A praxis of ontological responsibility would therefore entail layered work. At the Heideggerian level, it would cultivate awareness of one’s own finitude and the seriousness of one’s choices. At the Agambenian level, it would scrutinize institutional and political arrangements through which some lives are exposed as bare, and would acknowledge one’s own involvement in those arrangements. At the Kopičian level, it would widen attention to world-as-event and would articulate commitments that respond to existence as a shared, fragile happening that includes human and non-human actors. The aim is not to produce a new moral code that can be applied mechanically. The more modest and, at the same time, more demanding proposal is to develop a mode of inhabiting existence that remains responsive to finitude, sensitive to structures of exposure, and attentive to the broader ontology of world. In that sense, “ontological responsibility” names both a conceptual integration of Heidegger, Agamben, and Kopić, and a concrete, ongoing effort to live in a way that does justice to the event-character of existence.
The practical force of this proposal lies in a shift of emphasis. To take one’s own finitude seriously is to treat time and attention as scarce and ethically charged. To recognize the dynamics of exposure is to situate one’s daily work within broader patterns that render some lives precarious and others secure. To think in terms of world-as-event is to ask of each policy, each practice, and each small decision what sort of shared world it helps to sustain.

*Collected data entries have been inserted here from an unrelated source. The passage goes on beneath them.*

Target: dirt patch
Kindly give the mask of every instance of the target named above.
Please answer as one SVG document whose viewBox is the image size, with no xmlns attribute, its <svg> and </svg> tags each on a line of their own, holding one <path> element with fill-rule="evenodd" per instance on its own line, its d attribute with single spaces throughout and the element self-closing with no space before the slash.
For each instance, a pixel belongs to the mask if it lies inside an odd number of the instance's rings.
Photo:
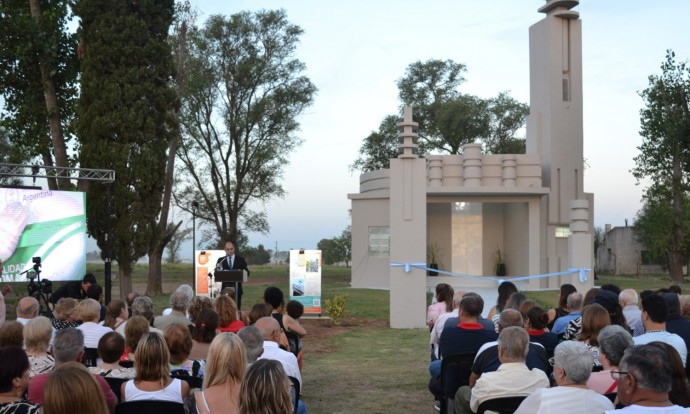
<svg viewBox="0 0 690 414">
<path fill-rule="evenodd" d="M 388 322 L 385 321 L 371 321 L 365 318 L 354 317 L 343 318 L 340 326 L 333 325 L 330 319 L 301 319 L 300 323 L 308 332 L 308 335 L 303 340 L 305 354 L 328 354 L 335 352 L 337 347 L 329 343 L 328 339 L 332 336 L 349 332 L 355 327 L 388 327 Z"/>
</svg>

If ontological responsibility has any traction, it lies precisely here, in the quiet reorientation of how one chooses, how one works, and how one inhabits a world that remains, at every moment, an unfinished event.
Questions for Reflection
- Where in your current life do you feel the pressure of finitude, and how does that awareness (or its absence) shape the way you choose your projects and relationships?
- In your institutional or professional setting, who is most at risk of being treated as “bare life,” and in what subtle ways are you implicated in that process?

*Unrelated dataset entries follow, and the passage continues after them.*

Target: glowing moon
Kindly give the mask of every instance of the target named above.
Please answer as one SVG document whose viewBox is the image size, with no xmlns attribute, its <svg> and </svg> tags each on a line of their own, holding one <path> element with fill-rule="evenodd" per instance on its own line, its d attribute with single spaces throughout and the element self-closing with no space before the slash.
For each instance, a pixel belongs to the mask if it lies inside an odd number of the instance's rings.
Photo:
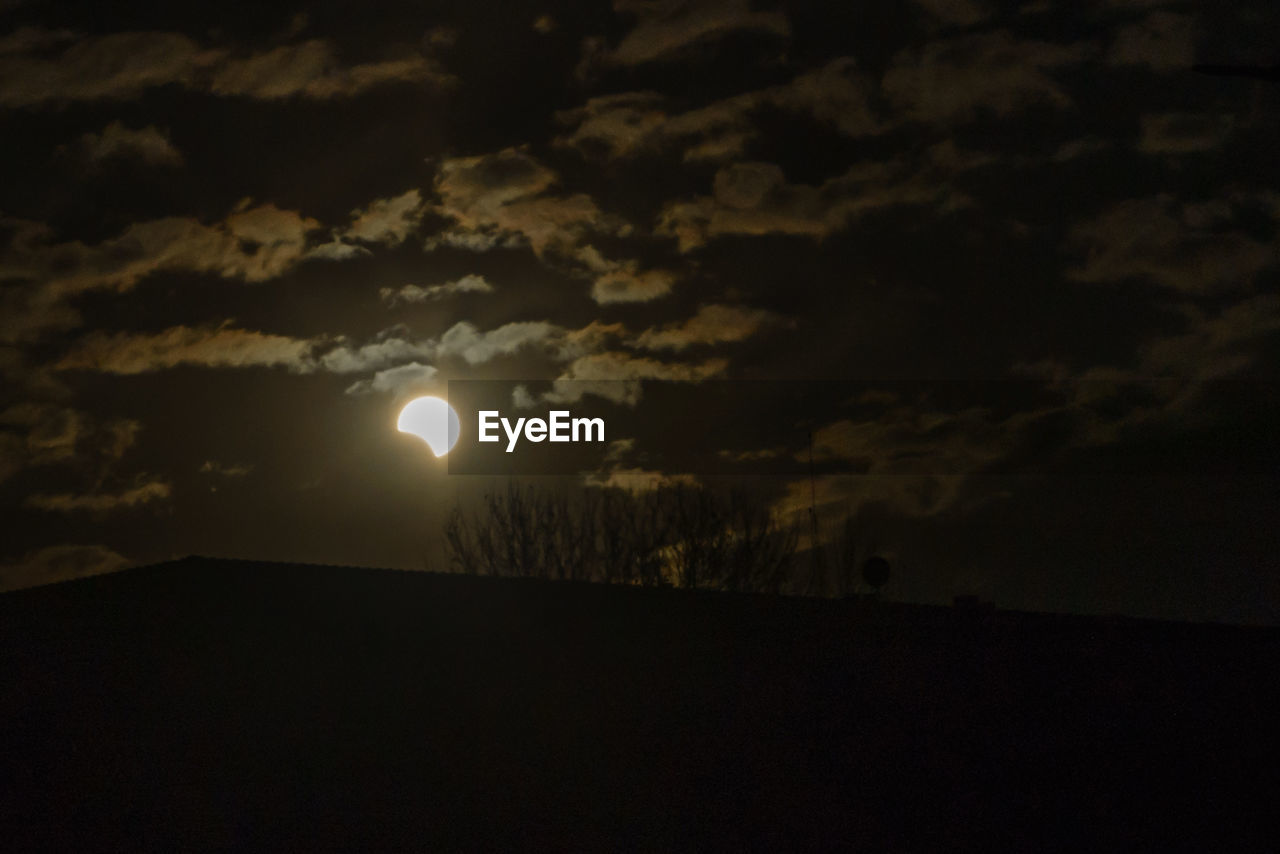
<svg viewBox="0 0 1280 854">
<path fill-rule="evenodd" d="M 437 457 L 443 457 L 458 444 L 458 413 L 438 397 L 419 397 L 400 410 L 396 429 L 412 433 L 426 442 Z"/>
</svg>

- If you truly regarded the world as an ongoing event rather than a stock of things, what concrete aspect of your everyday environment would you begin to relate to differently?
- Thinking of a recent decision you made, how did it respond (or fail to respond) to all three dimensions at once: your own finitude, others’ exposure, and the kind of shared world the decision helps to enact?
- If you adopted “ontological responsibility” as a guiding phrase for the next year, what is the first small, specific habit you would commit to changing?
Recommended Reading:
Agamben, Giorgio. Homo Sacer: Sovereign Power and Bare Life. Translated by
Daniel Heller-Roazen. Stanford University Press, 1998.
Agamben, Giorgio. State of Exception. Translated by Kevin Attell.
University of Chicago Press, 2005.
Heidegger, Martin. Being and Time. Translated by John Macquarrie and Edward Robinson.
Harper & Row, 1962.
Kopić, Mario. “From the Good Life to the Bare Life.” 2022.
Mikki, Said. “The Historical Lifeworld of Event Ontology.”
Phainomena, vol. 30, no. 116–117, 2021, pp. 191–214.